This site is primarily a resource for people who are shy and socially awkward themselves. This article is one of a handful on how to help someone else in your life who is dealing with those problems. What can you do as a parent if you have an older teenage son or daughter who seems to struggle in social situations?
If a parent has a child with social difficulties, there are some rough ways that can play out. In some cases the child clearly has challenges from a fairly early age, to the point where it seems appropriate for parents and the school to step in and try to help. There are many ways to help a younger child learn interpersonal skills: Direct teaching, social skills training groups, seeing a counselor to assess whether there are developmental differences in play, and so on. Any help they receive as an older teenager will be a continuation of the support they’ve been getting for years.

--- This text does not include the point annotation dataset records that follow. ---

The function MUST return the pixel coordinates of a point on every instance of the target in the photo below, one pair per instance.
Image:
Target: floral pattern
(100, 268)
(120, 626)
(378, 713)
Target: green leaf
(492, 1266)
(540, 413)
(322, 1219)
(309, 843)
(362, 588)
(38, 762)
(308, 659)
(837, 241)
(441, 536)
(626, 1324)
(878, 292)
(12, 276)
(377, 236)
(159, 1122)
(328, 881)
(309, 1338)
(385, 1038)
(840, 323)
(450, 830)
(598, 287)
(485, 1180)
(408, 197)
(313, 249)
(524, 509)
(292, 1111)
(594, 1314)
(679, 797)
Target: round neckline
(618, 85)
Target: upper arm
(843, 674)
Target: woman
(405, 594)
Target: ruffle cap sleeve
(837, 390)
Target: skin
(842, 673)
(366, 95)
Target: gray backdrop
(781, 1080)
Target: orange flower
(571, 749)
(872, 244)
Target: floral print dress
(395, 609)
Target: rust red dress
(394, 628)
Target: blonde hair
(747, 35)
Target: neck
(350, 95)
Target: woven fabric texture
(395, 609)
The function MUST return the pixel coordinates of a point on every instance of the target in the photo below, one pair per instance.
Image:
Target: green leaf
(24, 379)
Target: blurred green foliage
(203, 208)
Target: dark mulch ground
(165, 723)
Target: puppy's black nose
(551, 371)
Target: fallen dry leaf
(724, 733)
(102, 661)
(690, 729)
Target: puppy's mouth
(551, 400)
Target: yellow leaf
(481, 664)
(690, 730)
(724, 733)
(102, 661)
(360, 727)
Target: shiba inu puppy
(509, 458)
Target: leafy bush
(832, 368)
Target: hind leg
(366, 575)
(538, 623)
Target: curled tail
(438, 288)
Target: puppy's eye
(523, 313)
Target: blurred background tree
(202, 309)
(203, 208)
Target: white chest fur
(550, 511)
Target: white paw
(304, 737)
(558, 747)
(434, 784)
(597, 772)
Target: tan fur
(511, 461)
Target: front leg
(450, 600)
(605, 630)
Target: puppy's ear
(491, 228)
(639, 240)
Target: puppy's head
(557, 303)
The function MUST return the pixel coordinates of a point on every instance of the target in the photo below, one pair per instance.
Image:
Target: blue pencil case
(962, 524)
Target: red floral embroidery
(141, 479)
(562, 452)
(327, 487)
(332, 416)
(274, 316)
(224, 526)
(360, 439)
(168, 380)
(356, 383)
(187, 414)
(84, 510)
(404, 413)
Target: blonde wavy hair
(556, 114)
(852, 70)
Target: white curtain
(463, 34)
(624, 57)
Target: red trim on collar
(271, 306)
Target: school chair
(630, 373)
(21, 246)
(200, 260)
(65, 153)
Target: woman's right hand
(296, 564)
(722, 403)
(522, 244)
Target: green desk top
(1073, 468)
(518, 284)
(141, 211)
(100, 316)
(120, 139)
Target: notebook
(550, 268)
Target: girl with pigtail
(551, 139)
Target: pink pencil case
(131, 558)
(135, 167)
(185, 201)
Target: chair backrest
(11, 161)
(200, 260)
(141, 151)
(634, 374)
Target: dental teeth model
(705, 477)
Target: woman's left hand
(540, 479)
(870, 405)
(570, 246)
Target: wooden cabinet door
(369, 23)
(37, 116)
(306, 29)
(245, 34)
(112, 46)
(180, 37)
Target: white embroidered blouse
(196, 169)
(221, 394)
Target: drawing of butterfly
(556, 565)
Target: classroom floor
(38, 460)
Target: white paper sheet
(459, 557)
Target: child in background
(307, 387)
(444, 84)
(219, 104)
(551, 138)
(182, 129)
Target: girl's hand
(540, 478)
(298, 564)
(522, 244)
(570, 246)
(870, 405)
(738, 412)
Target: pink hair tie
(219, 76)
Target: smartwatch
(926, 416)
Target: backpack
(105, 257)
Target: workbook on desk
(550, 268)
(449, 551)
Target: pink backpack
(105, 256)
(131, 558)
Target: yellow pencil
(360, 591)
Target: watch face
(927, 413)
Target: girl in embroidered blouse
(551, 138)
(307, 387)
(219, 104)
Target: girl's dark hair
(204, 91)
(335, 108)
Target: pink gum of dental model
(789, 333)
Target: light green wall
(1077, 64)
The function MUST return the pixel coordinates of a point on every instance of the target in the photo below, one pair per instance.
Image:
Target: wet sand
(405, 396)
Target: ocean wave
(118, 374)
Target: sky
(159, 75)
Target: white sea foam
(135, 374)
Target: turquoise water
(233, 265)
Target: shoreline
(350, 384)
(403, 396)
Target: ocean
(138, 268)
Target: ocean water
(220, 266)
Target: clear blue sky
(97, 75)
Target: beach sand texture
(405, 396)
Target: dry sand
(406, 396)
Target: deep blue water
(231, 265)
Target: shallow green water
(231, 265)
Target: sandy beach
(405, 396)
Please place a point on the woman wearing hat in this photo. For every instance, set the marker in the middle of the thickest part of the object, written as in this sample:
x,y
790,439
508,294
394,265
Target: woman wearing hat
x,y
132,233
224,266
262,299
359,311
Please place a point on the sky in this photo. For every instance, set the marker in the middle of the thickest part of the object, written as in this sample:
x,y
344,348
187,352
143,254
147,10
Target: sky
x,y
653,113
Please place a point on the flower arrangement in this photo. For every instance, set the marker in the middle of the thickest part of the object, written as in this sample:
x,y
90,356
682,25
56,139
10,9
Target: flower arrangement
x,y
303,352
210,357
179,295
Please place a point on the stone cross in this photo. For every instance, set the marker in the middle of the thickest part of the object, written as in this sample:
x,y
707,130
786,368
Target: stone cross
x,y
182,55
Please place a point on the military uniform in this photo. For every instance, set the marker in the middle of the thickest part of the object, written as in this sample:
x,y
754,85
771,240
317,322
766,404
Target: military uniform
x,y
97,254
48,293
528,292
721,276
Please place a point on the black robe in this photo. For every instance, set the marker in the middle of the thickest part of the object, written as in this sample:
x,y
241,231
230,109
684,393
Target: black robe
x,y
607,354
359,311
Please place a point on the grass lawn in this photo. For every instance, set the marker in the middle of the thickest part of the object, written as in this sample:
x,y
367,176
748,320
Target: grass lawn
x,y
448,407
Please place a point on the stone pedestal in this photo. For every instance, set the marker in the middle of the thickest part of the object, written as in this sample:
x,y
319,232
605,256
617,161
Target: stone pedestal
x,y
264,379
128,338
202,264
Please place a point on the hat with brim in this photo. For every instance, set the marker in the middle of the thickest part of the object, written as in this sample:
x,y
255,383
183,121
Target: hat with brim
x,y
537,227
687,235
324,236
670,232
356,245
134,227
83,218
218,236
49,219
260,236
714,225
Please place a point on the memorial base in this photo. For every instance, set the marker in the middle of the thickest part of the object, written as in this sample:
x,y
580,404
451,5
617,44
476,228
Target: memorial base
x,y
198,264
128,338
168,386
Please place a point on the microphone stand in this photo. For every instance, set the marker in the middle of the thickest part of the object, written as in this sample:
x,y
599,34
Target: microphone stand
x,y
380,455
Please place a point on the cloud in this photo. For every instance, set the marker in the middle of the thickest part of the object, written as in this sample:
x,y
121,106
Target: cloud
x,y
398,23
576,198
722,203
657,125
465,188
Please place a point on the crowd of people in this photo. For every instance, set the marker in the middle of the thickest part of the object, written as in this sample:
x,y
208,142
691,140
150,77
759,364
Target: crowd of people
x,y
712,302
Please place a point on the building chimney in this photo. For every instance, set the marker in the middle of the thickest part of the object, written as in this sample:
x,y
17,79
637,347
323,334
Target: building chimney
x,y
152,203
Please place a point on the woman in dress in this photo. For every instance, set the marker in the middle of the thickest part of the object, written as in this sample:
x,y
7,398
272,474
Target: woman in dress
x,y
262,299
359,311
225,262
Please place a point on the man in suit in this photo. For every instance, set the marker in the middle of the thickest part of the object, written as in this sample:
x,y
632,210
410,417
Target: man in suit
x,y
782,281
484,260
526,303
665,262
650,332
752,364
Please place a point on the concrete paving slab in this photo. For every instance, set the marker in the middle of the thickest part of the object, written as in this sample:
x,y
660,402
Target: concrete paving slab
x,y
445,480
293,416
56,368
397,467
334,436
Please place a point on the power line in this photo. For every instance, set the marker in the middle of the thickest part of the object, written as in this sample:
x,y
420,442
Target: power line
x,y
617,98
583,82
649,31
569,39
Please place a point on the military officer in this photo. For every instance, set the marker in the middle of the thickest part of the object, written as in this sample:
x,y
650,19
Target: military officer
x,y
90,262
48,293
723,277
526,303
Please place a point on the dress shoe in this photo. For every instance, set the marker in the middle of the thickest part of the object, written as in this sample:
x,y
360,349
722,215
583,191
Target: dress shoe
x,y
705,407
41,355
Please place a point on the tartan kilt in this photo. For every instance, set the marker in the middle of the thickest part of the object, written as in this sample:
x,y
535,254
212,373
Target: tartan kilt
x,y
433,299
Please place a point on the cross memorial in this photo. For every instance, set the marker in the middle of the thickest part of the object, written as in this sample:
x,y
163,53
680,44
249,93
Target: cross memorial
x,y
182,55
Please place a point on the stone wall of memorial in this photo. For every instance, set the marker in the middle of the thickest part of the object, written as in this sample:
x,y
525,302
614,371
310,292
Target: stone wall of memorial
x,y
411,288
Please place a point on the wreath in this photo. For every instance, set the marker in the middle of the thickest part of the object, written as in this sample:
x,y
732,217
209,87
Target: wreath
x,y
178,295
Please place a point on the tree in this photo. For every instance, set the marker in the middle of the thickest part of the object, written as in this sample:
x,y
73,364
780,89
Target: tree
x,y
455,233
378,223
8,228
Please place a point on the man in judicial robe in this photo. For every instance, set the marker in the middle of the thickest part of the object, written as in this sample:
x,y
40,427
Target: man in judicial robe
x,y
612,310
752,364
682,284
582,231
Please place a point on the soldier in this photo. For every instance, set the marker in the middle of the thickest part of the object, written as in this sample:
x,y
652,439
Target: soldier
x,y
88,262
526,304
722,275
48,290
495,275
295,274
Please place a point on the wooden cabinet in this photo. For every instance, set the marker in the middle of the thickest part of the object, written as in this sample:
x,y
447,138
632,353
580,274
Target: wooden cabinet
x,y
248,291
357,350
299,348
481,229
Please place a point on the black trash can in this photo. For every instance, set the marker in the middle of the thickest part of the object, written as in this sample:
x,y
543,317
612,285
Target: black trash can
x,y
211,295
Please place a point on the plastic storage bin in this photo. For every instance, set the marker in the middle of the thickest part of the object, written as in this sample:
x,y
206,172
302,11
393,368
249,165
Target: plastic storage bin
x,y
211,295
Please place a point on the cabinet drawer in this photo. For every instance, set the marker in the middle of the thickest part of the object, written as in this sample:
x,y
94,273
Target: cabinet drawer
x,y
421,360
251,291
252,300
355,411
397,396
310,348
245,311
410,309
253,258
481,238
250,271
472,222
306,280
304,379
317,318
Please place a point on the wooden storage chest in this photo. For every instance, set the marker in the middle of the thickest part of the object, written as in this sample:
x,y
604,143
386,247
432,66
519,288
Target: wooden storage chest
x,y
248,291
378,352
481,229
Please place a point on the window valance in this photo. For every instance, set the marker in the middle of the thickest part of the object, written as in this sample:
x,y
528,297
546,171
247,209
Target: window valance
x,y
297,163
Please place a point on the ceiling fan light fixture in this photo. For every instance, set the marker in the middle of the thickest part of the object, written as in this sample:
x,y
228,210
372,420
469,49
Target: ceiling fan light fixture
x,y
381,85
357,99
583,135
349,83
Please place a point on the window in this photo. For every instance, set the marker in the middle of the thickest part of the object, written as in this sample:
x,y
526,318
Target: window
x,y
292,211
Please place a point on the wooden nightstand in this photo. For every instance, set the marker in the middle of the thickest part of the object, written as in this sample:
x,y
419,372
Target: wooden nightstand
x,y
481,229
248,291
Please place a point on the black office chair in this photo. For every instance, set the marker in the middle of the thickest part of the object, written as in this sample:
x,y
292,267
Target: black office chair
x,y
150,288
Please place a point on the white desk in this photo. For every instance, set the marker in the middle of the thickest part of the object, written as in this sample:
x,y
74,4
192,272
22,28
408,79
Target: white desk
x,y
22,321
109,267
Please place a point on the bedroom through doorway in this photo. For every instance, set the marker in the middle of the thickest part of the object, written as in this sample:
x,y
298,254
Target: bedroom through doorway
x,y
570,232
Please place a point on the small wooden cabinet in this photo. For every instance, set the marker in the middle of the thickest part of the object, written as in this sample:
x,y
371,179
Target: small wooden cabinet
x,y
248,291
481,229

Another scenario, the one that will likely apply to the majority of the parents reading this article, is when the child always came across as a bit quiet or different, but they seemed happy enough growing up. Maybe they didn’t have friends over that often or had non-mainstream hobbies, but they never seemed awkward enough that any flags were raised or any interventions were made. If they were seen as anything it was as a late bloomer, someone who would come out of their shell in their own time. However, now that they’re in that 16-19 age range it’s suddenly become clear that they’re pretty behind their peers socially. Again, what can you do as a parent to help?